According to Coffman and Bell’s V-280 program manager, Chris Gehler, the motivation for building a competitive prototype, despite the absence of an official competition, is to get the capabilities to the warfighter as quickly as possible. Bell’s hope is that moving forward with a competitive prototype would speed up the acquisition timeline. Instead of entering the EMD phase in the mid-2020s, with initial operation capabilities the following decade, Gehler said the V-280 program could enter the EMD phase in 2019 or 2020. For that to happen, long-talked-about defense acquisition reform would need to be a reality.

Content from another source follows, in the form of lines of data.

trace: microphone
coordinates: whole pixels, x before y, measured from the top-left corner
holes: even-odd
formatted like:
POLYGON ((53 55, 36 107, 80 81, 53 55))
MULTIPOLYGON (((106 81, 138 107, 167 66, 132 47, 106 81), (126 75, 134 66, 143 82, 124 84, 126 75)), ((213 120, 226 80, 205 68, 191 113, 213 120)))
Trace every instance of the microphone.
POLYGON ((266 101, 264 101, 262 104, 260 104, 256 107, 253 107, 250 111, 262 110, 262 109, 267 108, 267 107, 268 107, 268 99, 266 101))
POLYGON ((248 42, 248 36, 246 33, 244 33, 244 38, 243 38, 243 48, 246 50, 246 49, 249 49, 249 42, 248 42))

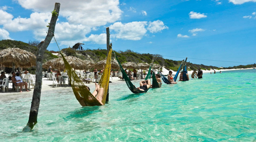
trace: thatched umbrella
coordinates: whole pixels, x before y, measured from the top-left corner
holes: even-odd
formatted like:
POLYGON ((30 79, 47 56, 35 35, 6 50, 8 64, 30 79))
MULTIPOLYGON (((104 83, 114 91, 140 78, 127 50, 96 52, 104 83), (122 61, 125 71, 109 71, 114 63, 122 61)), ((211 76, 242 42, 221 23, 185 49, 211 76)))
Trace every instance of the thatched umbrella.
MULTIPOLYGON (((65 57, 65 58, 71 67, 75 70, 87 70, 89 68, 88 64, 79 58, 71 56, 65 57)), ((59 69, 65 68, 65 64, 62 58, 57 58, 55 62, 52 64, 53 68, 59 69)))
POLYGON ((122 66, 124 68, 131 69, 138 69, 139 68, 139 66, 136 63, 131 62, 123 63, 122 64, 122 66))
MULTIPOLYGON (((96 62, 94 65, 95 68, 101 68, 106 64, 107 59, 103 60, 96 62)), ((118 63, 115 60, 111 60, 111 69, 119 69, 118 63)))
POLYGON ((35 55, 19 48, 9 48, 0 52, 0 64, 7 67, 28 67, 36 65, 35 55))

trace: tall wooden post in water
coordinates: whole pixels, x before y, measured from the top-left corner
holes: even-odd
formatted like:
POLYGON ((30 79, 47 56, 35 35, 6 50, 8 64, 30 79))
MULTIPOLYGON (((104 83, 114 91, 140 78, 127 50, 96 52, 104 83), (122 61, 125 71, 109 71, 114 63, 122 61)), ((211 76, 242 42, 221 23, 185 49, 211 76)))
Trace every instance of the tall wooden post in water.
MULTIPOLYGON (((108 52, 110 50, 109 48, 109 43, 110 40, 110 34, 109 33, 109 27, 108 27, 106 30, 107 31, 107 57, 108 55, 108 52)), ((112 44, 111 44, 111 46, 112 46, 112 44)), ((108 86, 108 93, 107 93, 107 97, 106 97, 106 102, 108 101, 108 97, 109 95, 109 85, 108 86)))
POLYGON ((49 28, 47 35, 44 40, 41 41, 38 45, 36 54, 36 84, 33 92, 33 97, 30 108, 28 122, 26 126, 23 129, 23 131, 27 131, 32 129, 37 123, 37 116, 40 103, 42 89, 43 57, 44 53, 50 44, 52 37, 54 36, 55 25, 59 16, 60 6, 60 4, 59 3, 55 3, 54 10, 52 12, 51 19, 48 25, 49 28))

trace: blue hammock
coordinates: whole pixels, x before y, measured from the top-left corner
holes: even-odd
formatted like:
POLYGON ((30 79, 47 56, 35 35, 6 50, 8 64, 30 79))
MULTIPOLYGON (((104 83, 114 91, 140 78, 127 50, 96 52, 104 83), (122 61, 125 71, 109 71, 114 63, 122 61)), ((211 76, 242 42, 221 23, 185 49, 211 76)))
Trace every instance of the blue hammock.
POLYGON ((177 72, 176 73, 175 76, 174 76, 174 77, 173 78, 173 80, 174 82, 176 82, 176 80, 177 80, 177 78, 178 78, 178 75, 179 75, 179 71, 180 71, 181 69, 181 66, 183 64, 183 61, 184 61, 184 60, 183 60, 182 61, 182 62, 181 62, 181 64, 180 66, 179 66, 179 69, 177 71, 177 72))
POLYGON ((163 81, 164 81, 164 82, 168 84, 171 84, 171 82, 170 82, 165 77, 165 76, 164 76, 161 73, 161 72, 160 72, 159 73, 160 75, 162 77, 162 79, 163 80, 163 81))

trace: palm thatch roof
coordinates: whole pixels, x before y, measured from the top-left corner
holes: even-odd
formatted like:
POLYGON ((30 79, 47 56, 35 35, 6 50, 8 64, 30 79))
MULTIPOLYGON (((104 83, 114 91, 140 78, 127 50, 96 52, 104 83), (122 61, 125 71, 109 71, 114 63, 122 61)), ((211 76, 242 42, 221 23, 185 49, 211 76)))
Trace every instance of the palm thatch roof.
MULTIPOLYGON (((71 56, 65 57, 65 58, 71 67, 75 70, 87 70, 90 68, 90 62, 86 61, 84 61, 71 56)), ((45 68, 48 68, 50 66, 54 68, 63 69, 65 68, 64 61, 62 58, 49 60, 43 65, 43 67, 45 68)))
POLYGON ((124 68, 130 69, 139 69, 139 66, 136 63, 131 62, 123 63, 122 64, 122 66, 124 68))
MULTIPOLYGON (((96 68, 102 68, 106 64, 106 62, 107 59, 103 60, 96 62, 94 66, 96 68)), ((111 68, 116 69, 119 69, 118 63, 115 60, 111 60, 111 68)))
POLYGON ((140 69, 143 69, 148 68, 150 65, 147 63, 142 63, 138 64, 138 66, 140 69))
POLYGON ((33 53, 19 48, 9 48, 0 52, 0 65, 6 67, 28 67, 35 66, 36 57, 33 53))
POLYGON ((152 64, 152 68, 154 69, 158 69, 162 67, 162 66, 161 65, 156 64, 152 64))

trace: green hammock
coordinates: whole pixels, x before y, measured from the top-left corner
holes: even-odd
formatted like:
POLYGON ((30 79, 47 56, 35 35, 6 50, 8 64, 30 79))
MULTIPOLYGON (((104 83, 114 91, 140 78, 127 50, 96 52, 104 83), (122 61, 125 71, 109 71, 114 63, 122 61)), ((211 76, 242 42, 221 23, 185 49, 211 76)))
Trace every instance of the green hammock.
POLYGON ((155 73, 153 72, 153 73, 152 74, 152 88, 160 88, 159 84, 157 83, 157 81, 156 81, 156 75, 155 75, 155 73))
MULTIPOLYGON (((114 52, 114 53, 115 53, 115 52, 114 52)), ((132 92, 135 94, 143 93, 146 92, 147 91, 148 91, 148 89, 149 89, 144 91, 143 91, 138 89, 137 88, 136 88, 135 86, 134 86, 134 85, 133 85, 133 84, 132 83, 131 83, 131 80, 130 80, 130 79, 129 78, 129 77, 128 77, 128 76, 127 76, 127 75, 126 74, 126 73, 125 73, 125 72, 123 69, 123 67, 122 66, 122 65, 121 65, 121 64, 120 63, 120 62, 118 60, 118 59, 117 59, 117 57, 116 57, 116 55, 115 55, 115 58, 116 59, 116 60, 117 60, 117 62, 118 62, 118 64, 119 65, 119 67, 120 67, 120 70, 121 70, 121 72, 123 74, 123 79, 124 79, 125 80, 125 82, 126 83, 126 84, 127 85, 127 86, 128 86, 128 88, 129 88, 129 89, 130 89, 130 90, 132 92)), ((146 77, 145 79, 145 80, 147 80, 148 78, 150 78, 150 71, 151 70, 151 66, 149 67, 149 69, 148 70, 148 74, 147 74, 147 76, 146 76, 146 77)))

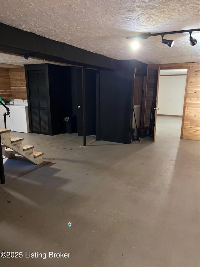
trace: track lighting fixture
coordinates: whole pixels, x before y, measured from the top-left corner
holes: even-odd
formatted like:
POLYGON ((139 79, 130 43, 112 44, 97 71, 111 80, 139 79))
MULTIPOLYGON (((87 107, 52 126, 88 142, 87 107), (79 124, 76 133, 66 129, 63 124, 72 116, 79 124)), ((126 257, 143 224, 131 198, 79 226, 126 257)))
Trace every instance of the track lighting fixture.
POLYGON ((165 39, 163 39, 164 35, 166 34, 173 34, 175 33, 190 33, 190 37, 189 40, 190 41, 190 44, 192 46, 196 44, 197 41, 196 39, 192 38, 191 36, 191 34, 192 32, 198 32, 200 31, 200 29, 193 29, 191 30, 184 30, 182 31, 176 31, 174 32, 167 32, 165 33, 140 33, 138 35, 133 36, 128 36, 126 37, 127 39, 134 39, 135 38, 141 38, 142 39, 148 39, 151 36, 158 36, 161 35, 162 36, 162 43, 163 44, 165 44, 168 45, 170 47, 172 47, 173 45, 174 40, 168 40, 165 39))
POLYGON ((172 47, 174 45, 174 40, 166 40, 166 39, 163 39, 164 34, 162 35, 162 44, 165 44, 168 45, 170 47, 172 47))
POLYGON ((190 41, 190 44, 193 46, 193 45, 195 45, 195 44, 197 44, 197 41, 196 39, 193 39, 191 36, 191 33, 192 31, 190 32, 190 37, 188 39, 190 41))

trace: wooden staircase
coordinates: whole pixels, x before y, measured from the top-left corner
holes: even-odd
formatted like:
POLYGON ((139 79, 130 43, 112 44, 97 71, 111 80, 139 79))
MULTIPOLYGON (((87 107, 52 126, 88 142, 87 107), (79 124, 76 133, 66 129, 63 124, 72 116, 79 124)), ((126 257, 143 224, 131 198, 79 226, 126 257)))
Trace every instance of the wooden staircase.
POLYGON ((33 146, 23 145, 23 138, 10 136, 8 129, 0 129, 3 155, 8 158, 21 155, 35 164, 40 164, 43 162, 44 153, 33 151, 33 146))

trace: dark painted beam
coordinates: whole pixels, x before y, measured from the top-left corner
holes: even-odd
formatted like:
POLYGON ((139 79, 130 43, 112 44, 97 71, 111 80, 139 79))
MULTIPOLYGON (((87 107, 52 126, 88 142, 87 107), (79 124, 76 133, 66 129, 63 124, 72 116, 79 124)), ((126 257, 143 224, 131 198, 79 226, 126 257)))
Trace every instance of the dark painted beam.
POLYGON ((0 23, 0 50, 84 67, 116 69, 119 61, 0 23))

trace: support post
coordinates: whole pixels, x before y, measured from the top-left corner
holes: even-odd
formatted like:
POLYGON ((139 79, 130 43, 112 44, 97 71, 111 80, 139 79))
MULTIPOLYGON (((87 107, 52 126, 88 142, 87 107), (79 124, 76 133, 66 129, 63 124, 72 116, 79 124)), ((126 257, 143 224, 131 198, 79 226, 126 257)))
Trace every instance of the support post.
POLYGON ((82 68, 82 112, 83 118, 83 146, 86 145, 86 131, 85 112, 85 68, 82 68))
POLYGON ((4 167, 3 161, 2 148, 1 146, 1 134, 0 134, 0 180, 1 183, 2 184, 5 183, 5 175, 4 173, 4 167))

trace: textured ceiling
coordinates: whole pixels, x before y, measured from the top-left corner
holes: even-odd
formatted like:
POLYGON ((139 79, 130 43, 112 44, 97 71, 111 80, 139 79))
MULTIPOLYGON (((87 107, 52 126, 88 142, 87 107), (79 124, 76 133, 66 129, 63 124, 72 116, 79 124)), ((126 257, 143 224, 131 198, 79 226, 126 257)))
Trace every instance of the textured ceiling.
POLYGON ((1 0, 1 22, 118 59, 148 64, 199 61, 198 43, 190 45, 188 33, 170 48, 161 36, 140 39, 134 50, 127 36, 199 28, 199 0, 1 0))
MULTIPOLYGON (((43 61, 40 59, 32 59, 29 58, 28 59, 24 58, 23 56, 17 56, 15 55, 11 55, 9 54, 5 54, 4 53, 0 53, 0 66, 1 64, 9 64, 12 65, 18 65, 19 67, 23 66, 24 64, 42 64, 42 63, 50 63, 52 64, 55 64, 56 65, 60 65, 61 66, 66 66, 66 64, 61 63, 55 63, 51 61, 43 61)), ((6 67, 3 66, 3 67, 6 67)), ((8 66, 10 68, 10 66, 8 66)))

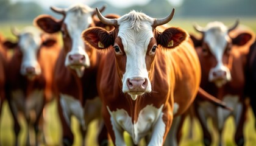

“There’s this opportunity here to take credit for all this JMR, which has the same goals that you would have in a technology maturation risk reduction — just remove that and go straight into an engineering manufacturing development. [That’s] five to eight years faster in acquisition,” Gehler said. “[You’re] not really increasing risk because you’re just taking credit for all the stuff you’re doing now.

“When DoD talks about acquisition reform, this is one of the concepts that they internally are looking at,” he continued. “It’s really a matter of what each of the bureaucracies inside there will agree to. But certainly the chief of staff of the Army, or the secretary of Defense, would like to see capability to a warfighter sooner. If you’ve done all the requirements that we would have done here anyway, then looking at entering into Milestone B instead of doing a technology maturation risk reduction phase again, certainly makes a lot of sense.”

The Army is well aware of Bell’s intent, and the manufacturer has been working closely with the service during the whole process. Coffman said the U.S. government has been Bell’s partner throughout.

“We just have a disagreement on what we call the aircraft, whether it be a demonstrator or a prototype,” he said.

Bell has invited the government to come see the aircraft and perform a Technology Readiness Assessment. Bell hopes the invitation to “grade our homework and tell us where you think we are,” as Coffman put it, will lead to an agreement in the argument of prototype or demonstrator. 

The V-280 is scheduled for a hover flight in November and conventional flight the following month. Along with fulfilling Capability Set 3 of the FVL program, Bell views the V-280 as a testbed for its V-247 unmanned tiltrotor. Testing into 2018 could involve a variety of different technologies for a future Marine Corps bid. But in the short term, the manufacturer looks to provide the military a replacement for the Sikorsky UH-60 and other medium-lift rotorcraft, as well as an escort to the V-22.

“We know that there is still engineering and manufacturing development phase ahead of us, as far as the acquisition process. But we believe this aircraft will revolutionize the way our military operates,” said Vince Tobin, Bell’s executive vice president of Military Business. “It’s the speed, range, payload with the vertical-lift-takeoff-and-landing capability that a tiltrotor provides. And we see the V280 as being an excellent compliment to the V-22 that’s already fielded.”

Bell is part of Textron [TXT]. Sikorsky is a Lockheed Martin [LMT] business unit.